Helping Veterans Reintegrate

With the help of Michael O'Gorman, a lifetime organic farmer and the force-of-nature behind the Farmer-Veteran Coalition, an organization that provides resources and support of all kinds to get veterans involved in farming, Burke launched on a new adventure a year and a half ago.

"I convinced my wife. I said, 'let's move into this small, 32-foot travel trailer. I'll dedicate all my money, all the disability pay that I have, to start this farm,'" Burke said. "It was rough, it was seven months of ... tough times, let's put it that way."


But the hardship has been well worth it. Burke's program, Veterans Farm, is getting ready to open its second location, an eight-acre blueberry farm in Jacksonville, Fla. The first, a two-and-a-half-acre plot in Webster, Florida, employs five vets already.

Burke purposely located the new farm in an area with a large number of veterans -- the third largest military presence in the country -- but no VA hospital. It will go beyond Burke's original purpose of offering "horticulture therapy," as he put it, to providing on-the-job and skills training to help participants build agricultural careers.

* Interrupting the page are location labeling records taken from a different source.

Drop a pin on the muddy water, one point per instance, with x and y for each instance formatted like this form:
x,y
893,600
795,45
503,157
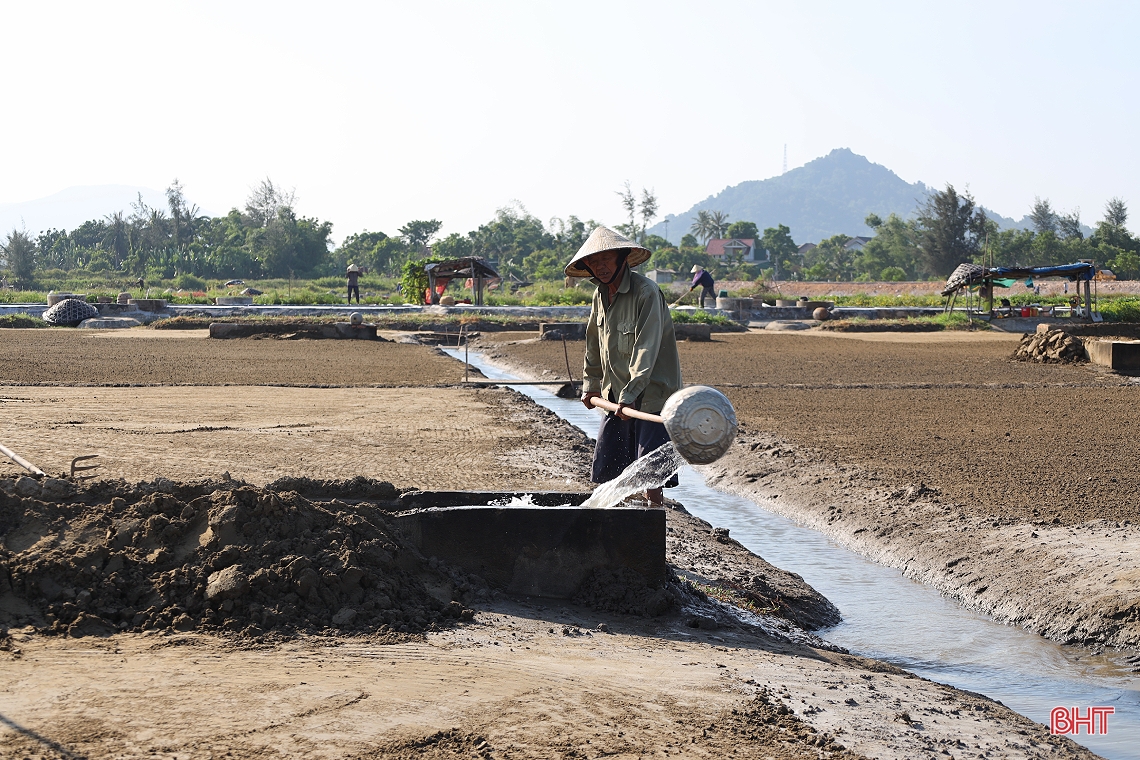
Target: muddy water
x,y
893,619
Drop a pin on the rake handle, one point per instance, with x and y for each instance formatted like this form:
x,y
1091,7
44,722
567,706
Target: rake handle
x,y
609,406
22,462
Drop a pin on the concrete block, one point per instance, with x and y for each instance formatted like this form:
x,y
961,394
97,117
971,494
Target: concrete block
x,y
422,499
558,331
1122,356
692,332
110,323
545,552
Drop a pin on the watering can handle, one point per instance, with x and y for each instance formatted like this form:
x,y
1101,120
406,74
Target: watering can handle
x,y
609,406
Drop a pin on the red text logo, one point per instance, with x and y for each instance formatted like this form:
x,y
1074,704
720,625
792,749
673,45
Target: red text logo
x,y
1069,720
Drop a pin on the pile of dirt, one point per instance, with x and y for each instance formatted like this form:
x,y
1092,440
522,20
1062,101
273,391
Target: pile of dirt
x,y
626,591
211,556
1053,346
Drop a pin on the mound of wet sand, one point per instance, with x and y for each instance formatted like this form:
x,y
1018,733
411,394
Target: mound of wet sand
x,y
1055,346
300,555
213,556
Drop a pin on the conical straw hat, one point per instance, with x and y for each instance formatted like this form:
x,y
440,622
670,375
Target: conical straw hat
x,y
601,239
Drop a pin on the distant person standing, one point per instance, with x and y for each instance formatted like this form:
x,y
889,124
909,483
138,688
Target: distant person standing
x,y
353,275
705,280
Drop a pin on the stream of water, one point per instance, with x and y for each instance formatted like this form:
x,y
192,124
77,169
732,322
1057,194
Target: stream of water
x,y
890,618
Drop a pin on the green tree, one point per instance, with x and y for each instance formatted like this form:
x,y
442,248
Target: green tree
x,y
951,227
646,210
265,203
718,223
893,247
1069,225
701,227
19,256
420,234
830,260
291,246
742,230
1116,213
780,246
454,246
1044,218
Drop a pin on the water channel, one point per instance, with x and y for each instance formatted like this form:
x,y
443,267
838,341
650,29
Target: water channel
x,y
890,618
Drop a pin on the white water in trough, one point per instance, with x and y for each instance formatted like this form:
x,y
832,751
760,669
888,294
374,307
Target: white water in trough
x,y
894,619
651,471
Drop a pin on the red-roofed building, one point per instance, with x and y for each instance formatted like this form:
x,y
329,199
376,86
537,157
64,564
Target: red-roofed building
x,y
735,250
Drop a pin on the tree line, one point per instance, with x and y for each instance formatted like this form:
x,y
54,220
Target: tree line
x,y
267,238
949,229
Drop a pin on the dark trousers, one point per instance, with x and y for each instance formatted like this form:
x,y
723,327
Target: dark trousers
x,y
620,442
708,293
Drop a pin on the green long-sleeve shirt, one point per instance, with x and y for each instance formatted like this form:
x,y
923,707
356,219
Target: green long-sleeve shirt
x,y
630,346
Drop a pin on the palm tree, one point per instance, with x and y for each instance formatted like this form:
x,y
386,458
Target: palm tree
x,y
718,223
710,225
700,227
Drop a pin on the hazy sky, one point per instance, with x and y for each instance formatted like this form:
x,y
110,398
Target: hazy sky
x,y
379,113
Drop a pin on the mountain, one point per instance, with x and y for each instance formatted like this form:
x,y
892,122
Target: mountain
x,y
828,196
71,207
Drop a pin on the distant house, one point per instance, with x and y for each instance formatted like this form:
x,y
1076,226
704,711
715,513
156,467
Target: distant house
x,y
735,250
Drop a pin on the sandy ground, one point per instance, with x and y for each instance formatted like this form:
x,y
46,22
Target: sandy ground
x,y
522,680
428,438
145,357
938,455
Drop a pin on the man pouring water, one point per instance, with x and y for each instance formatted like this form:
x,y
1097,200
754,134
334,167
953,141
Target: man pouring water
x,y
630,353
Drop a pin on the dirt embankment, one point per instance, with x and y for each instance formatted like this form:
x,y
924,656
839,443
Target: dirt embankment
x,y
333,672
138,357
942,457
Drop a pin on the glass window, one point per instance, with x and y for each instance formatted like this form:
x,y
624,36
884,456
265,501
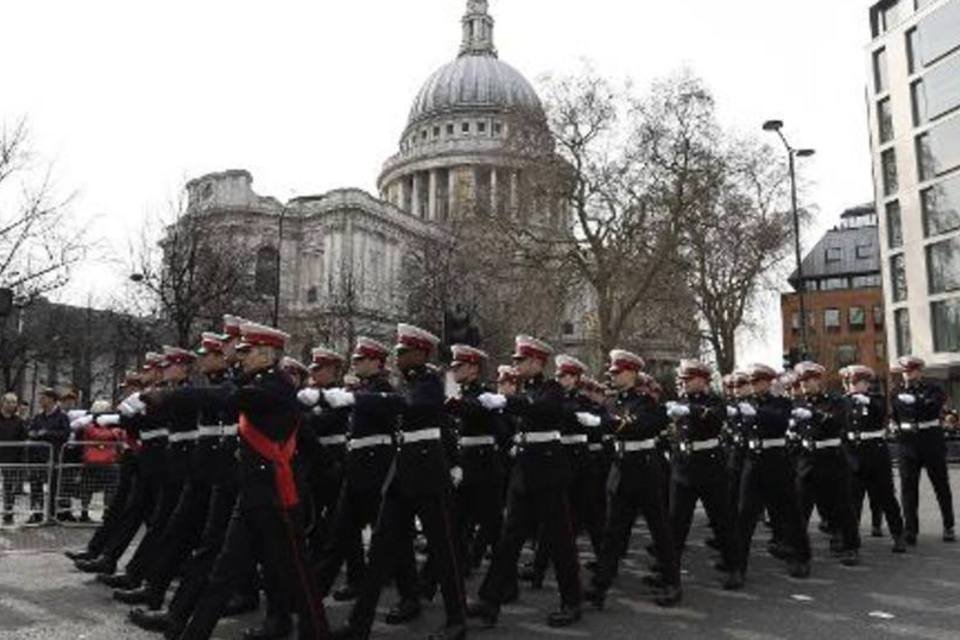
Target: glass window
x,y
894,227
945,318
941,207
943,266
938,33
888,160
901,318
898,278
880,70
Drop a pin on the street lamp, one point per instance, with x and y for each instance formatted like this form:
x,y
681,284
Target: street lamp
x,y
776,126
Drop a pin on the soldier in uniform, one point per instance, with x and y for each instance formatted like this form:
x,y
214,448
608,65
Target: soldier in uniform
x,y
370,452
538,488
480,492
867,452
917,415
267,518
637,479
767,480
417,485
698,471
823,475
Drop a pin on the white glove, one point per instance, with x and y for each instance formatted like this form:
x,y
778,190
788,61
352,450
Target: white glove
x,y
746,409
338,398
588,419
492,401
81,423
308,397
677,410
108,420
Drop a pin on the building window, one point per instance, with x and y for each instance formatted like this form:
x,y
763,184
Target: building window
x,y
898,278
888,161
831,319
894,226
880,71
901,320
885,120
858,318
941,207
943,265
945,318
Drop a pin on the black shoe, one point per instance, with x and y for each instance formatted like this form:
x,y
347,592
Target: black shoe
x,y
346,593
271,629
486,612
456,632
238,605
564,616
150,620
403,612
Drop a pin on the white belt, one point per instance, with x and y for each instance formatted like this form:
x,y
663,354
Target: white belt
x,y
628,446
536,437
477,441
409,437
369,441
153,434
704,445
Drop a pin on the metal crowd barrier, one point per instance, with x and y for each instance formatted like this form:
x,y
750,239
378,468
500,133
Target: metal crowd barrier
x,y
28,483
88,475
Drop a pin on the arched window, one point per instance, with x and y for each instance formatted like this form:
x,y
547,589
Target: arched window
x,y
266,277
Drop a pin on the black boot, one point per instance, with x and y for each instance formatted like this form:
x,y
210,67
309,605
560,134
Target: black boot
x,y
403,612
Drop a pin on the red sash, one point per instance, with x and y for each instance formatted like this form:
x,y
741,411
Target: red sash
x,y
279,454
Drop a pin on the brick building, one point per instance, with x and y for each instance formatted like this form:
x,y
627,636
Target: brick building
x,y
843,299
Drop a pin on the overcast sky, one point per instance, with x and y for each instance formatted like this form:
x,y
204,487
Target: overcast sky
x,y
128,99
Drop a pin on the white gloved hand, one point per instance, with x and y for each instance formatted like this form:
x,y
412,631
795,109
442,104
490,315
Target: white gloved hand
x,y
492,401
338,398
108,420
747,409
308,397
588,419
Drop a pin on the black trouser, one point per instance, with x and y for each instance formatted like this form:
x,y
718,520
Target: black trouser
x,y
701,476
823,480
642,497
548,507
393,539
924,450
120,500
767,482
276,536
874,477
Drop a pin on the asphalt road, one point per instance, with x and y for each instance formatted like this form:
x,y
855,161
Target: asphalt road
x,y
916,595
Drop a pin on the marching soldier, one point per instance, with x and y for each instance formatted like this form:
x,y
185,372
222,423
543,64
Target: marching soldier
x,y
917,413
638,480
267,513
698,465
867,452
823,475
417,485
538,488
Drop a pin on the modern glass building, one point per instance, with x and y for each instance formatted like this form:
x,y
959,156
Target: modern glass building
x,y
913,97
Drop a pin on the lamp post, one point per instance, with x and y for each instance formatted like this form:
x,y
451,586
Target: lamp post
x,y
776,126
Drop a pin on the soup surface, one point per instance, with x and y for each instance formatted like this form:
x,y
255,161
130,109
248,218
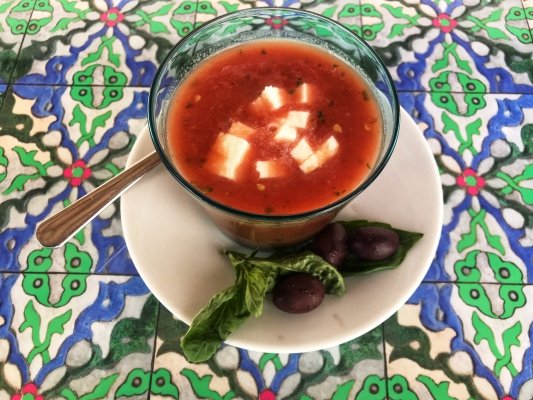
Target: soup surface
x,y
274,127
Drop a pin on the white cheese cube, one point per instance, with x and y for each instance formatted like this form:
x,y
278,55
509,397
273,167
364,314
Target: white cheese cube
x,y
326,151
271,98
298,119
226,155
269,169
310,164
303,93
241,130
286,133
302,151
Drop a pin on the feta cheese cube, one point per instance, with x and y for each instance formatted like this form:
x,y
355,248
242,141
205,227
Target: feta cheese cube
x,y
302,151
286,133
269,169
241,130
226,155
303,93
298,119
271,97
325,152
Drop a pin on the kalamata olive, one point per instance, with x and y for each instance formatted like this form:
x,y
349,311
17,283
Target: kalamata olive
x,y
331,243
373,243
298,293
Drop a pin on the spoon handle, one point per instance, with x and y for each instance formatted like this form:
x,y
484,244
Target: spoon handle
x,y
56,230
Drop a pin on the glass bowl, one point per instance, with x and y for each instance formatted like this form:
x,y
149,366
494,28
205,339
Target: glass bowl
x,y
261,230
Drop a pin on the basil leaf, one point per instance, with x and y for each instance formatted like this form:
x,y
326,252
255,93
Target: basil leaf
x,y
224,313
355,266
255,277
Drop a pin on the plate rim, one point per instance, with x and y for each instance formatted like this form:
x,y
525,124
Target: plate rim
x,y
340,337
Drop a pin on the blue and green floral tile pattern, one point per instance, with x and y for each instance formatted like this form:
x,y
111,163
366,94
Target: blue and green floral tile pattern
x,y
77,322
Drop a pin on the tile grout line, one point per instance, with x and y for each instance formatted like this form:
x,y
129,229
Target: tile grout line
x,y
420,91
9,81
154,348
528,23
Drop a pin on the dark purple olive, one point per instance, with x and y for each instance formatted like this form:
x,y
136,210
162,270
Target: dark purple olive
x,y
298,293
331,243
373,243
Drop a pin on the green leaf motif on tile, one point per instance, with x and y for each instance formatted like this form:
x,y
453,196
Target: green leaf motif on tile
x,y
374,388
513,298
439,391
87,133
98,55
162,384
70,7
205,7
470,238
449,52
32,321
343,391
465,141
4,163
186,7
38,286
398,12
201,386
474,295
520,183
27,159
482,25
350,11
149,19
505,271
329,12
509,339
137,383
100,391
398,389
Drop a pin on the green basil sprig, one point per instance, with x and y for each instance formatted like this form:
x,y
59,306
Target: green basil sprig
x,y
255,277
355,266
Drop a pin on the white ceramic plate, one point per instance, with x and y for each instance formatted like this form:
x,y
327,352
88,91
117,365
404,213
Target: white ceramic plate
x,y
175,249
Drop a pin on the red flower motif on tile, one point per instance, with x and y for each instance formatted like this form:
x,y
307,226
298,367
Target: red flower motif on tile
x,y
276,22
28,392
444,22
112,17
471,181
77,173
267,394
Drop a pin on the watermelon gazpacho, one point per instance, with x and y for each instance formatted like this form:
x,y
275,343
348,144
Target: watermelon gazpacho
x,y
274,127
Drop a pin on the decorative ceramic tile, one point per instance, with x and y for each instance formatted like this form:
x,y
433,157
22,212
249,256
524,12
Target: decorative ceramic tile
x,y
101,43
77,323
346,371
443,344
14,16
74,335
58,144
483,150
475,47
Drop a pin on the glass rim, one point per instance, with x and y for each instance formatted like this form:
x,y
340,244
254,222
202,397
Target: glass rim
x,y
316,212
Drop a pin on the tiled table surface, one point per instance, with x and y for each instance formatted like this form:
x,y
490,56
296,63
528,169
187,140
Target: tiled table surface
x,y
78,322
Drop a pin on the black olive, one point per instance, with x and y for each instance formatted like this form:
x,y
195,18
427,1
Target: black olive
x,y
298,293
331,243
373,243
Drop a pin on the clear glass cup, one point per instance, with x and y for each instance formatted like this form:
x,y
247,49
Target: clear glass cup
x,y
261,230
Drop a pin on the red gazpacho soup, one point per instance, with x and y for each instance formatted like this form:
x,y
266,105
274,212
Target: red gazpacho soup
x,y
274,127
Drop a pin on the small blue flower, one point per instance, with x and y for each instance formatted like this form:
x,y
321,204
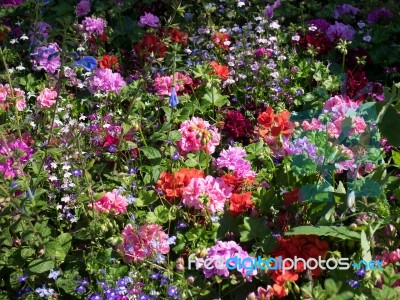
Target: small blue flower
x,y
172,291
54,274
353,283
173,100
23,278
89,63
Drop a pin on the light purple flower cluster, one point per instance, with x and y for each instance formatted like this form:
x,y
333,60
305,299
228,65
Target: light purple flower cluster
x,y
340,31
40,32
94,25
149,20
345,9
233,160
379,14
47,58
303,146
82,8
16,153
225,251
104,80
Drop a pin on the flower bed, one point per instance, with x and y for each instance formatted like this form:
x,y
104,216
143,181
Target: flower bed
x,y
199,150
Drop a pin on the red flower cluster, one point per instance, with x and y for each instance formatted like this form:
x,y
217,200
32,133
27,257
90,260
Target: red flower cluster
x,y
220,39
235,182
236,125
108,62
275,124
317,40
150,44
240,203
173,185
302,246
220,70
356,85
178,36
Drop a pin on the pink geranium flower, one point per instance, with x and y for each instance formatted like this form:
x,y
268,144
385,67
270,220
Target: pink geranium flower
x,y
111,203
47,98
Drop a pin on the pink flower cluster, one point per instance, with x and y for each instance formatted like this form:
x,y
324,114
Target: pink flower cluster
x,y
227,250
111,203
233,160
47,98
82,8
47,58
8,97
338,107
163,85
16,153
94,25
146,242
198,134
149,20
104,80
209,192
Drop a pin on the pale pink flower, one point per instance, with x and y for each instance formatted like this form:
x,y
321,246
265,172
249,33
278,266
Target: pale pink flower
x,y
197,134
111,203
146,242
47,98
209,192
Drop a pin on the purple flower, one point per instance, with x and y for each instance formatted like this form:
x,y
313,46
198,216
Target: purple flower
x,y
172,291
345,9
340,31
43,292
11,2
173,100
47,58
89,63
94,25
379,14
149,20
82,8
54,274
23,278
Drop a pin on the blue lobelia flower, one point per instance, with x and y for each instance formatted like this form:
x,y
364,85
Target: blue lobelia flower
x,y
89,63
173,100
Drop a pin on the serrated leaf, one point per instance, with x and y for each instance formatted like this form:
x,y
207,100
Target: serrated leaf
x,y
150,152
333,231
39,266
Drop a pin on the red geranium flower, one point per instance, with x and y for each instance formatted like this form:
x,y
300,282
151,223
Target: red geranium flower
x,y
240,203
220,70
108,62
220,39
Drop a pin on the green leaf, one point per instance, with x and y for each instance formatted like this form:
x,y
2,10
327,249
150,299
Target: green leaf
x,y
64,240
253,229
150,152
55,251
39,266
333,231
365,246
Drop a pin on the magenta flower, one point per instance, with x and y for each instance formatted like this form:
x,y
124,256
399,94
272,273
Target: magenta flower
x,y
210,193
149,20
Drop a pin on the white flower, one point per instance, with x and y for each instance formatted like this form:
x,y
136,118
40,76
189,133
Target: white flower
x,y
367,38
296,38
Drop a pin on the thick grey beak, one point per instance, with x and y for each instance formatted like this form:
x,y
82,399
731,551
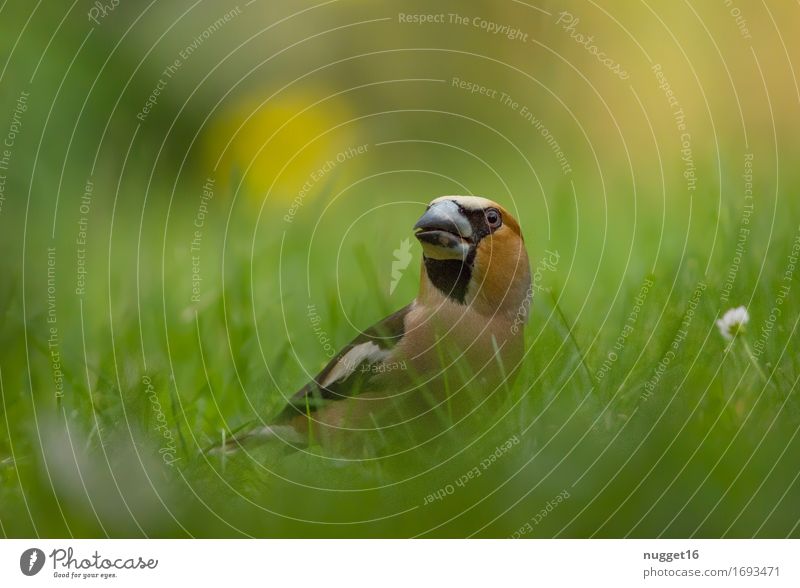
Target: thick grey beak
x,y
444,232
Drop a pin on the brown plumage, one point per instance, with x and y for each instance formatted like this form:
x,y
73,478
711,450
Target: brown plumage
x,y
463,333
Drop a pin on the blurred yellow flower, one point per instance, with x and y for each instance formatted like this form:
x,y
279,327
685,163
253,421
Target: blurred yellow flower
x,y
275,145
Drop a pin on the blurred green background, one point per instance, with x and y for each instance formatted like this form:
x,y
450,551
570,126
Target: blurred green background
x,y
180,181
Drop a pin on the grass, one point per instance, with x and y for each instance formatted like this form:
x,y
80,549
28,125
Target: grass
x,y
707,452
630,416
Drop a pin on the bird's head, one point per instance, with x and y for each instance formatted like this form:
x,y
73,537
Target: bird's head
x,y
474,254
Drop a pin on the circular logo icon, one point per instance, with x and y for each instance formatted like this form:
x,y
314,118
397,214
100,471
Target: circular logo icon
x,y
31,561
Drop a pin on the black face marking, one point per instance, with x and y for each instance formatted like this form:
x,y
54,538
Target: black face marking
x,y
452,276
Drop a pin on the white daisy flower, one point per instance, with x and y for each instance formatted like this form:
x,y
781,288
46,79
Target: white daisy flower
x,y
732,322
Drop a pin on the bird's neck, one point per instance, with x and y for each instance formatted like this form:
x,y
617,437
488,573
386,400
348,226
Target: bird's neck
x,y
455,281
451,277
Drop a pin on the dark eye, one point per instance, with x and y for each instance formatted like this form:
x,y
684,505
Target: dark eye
x,y
493,218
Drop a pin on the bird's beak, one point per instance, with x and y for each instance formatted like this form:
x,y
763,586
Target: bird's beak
x,y
444,232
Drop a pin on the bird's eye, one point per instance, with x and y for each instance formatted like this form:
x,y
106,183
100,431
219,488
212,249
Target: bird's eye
x,y
493,218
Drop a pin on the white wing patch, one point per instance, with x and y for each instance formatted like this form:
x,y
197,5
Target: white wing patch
x,y
368,352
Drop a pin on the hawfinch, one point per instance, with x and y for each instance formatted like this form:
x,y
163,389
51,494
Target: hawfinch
x,y
464,331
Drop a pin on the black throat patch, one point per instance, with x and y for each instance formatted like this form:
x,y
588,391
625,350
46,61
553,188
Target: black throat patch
x,y
450,276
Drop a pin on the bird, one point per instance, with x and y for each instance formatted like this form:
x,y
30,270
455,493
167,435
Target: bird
x,y
464,330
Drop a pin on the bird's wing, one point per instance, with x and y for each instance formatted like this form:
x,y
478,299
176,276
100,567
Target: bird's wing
x,y
350,372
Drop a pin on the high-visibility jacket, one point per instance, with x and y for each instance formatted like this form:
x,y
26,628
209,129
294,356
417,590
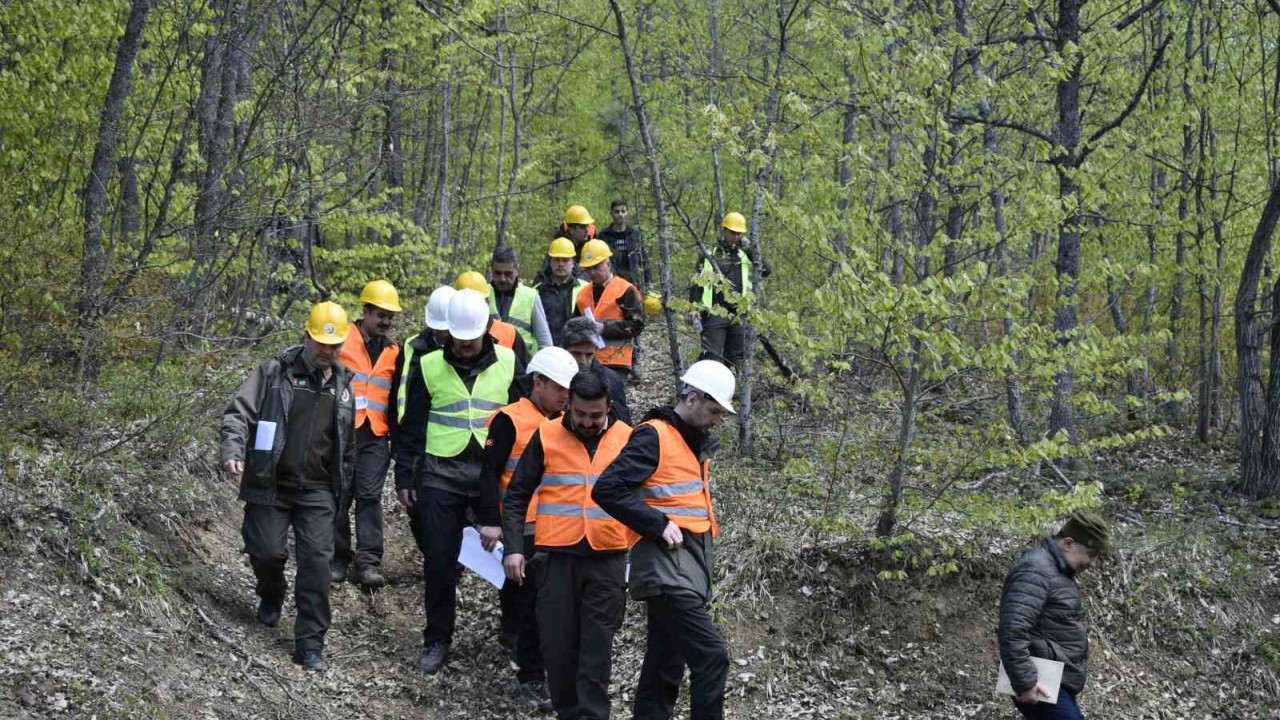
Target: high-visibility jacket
x,y
520,314
615,351
708,273
526,417
456,414
566,513
503,333
371,382
679,488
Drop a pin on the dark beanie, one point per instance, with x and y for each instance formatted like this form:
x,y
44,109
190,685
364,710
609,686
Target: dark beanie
x,y
1088,529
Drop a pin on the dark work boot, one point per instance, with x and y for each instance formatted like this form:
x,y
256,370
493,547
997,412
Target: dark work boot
x,y
268,613
432,659
310,660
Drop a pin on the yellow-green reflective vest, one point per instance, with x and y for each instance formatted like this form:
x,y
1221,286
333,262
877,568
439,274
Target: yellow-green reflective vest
x,y
456,414
520,314
705,277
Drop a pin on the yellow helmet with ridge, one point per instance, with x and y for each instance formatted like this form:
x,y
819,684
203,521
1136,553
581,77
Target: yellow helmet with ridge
x,y
594,253
380,294
472,279
577,215
735,222
561,247
328,323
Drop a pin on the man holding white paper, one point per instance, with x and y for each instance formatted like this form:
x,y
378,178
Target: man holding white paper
x,y
287,436
1041,616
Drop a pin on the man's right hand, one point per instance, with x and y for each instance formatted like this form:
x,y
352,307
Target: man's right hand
x,y
513,565
672,536
1032,695
407,497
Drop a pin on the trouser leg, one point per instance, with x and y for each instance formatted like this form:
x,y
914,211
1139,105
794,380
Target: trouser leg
x,y
373,459
265,532
529,652
662,670
713,337
442,515
312,540
558,625
682,618
603,601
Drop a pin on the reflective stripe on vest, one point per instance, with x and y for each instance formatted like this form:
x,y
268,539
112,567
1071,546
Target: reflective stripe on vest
x,y
370,382
615,351
503,333
526,418
707,277
679,487
566,513
457,415
520,314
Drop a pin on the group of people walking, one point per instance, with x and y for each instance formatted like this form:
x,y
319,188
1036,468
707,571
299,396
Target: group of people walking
x,y
507,413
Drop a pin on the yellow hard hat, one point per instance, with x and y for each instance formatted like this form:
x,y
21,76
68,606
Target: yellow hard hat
x,y
735,222
380,294
562,247
328,323
472,279
577,215
594,253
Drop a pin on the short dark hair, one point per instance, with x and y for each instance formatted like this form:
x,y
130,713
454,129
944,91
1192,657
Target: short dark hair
x,y
588,384
577,331
504,254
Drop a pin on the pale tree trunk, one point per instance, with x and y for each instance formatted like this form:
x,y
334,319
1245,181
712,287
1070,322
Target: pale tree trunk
x,y
95,263
659,203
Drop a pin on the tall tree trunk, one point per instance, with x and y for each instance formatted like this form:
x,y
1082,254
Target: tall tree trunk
x,y
95,263
659,203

The farm's 14-week program provides veterans a small stipend, practical hands-on training and a sense of belonging and camaraderie, not to mention a means of reacquainting themselves with civilian life.

"Our goal is to really help the guys reintegrate back into society," Burke said. "Go to framers' markets and sell. Go to commercial markets. Get out in the community. Really work with the community. And then go out and start their own farms. Or, if they decide not to do that, we have a pile of farmers who are looking for workers. They need the help."

Crisis or Opportunity?

O'Gorman, who claims that he has farmed more organic vegetables -- over $200 million worth -- than only two other people in the world, will assist Burke's trainees in launching their own enterprises as well. He started the Farmer-Veteran Coalition when his son joined the military in the wake of 9/11, which prompted him to look beyond the borders of the large-scale organic farms he managed in California's Central Valley to, as he put it, "open his mind" to what it means to be a soldier and a veteran in our country today.

He began to learn some surprising things about the soldiers his son was serving with. A particular report, for instance "showed us that a hugely disproportionate number of military came from small towns," he said. "And the smaller the town the higher the proportion of residents that were in the military." He shared the statistic that while just one-sixth of the American population is classified as living in rural communities, 45 percent of the military comes from these areas.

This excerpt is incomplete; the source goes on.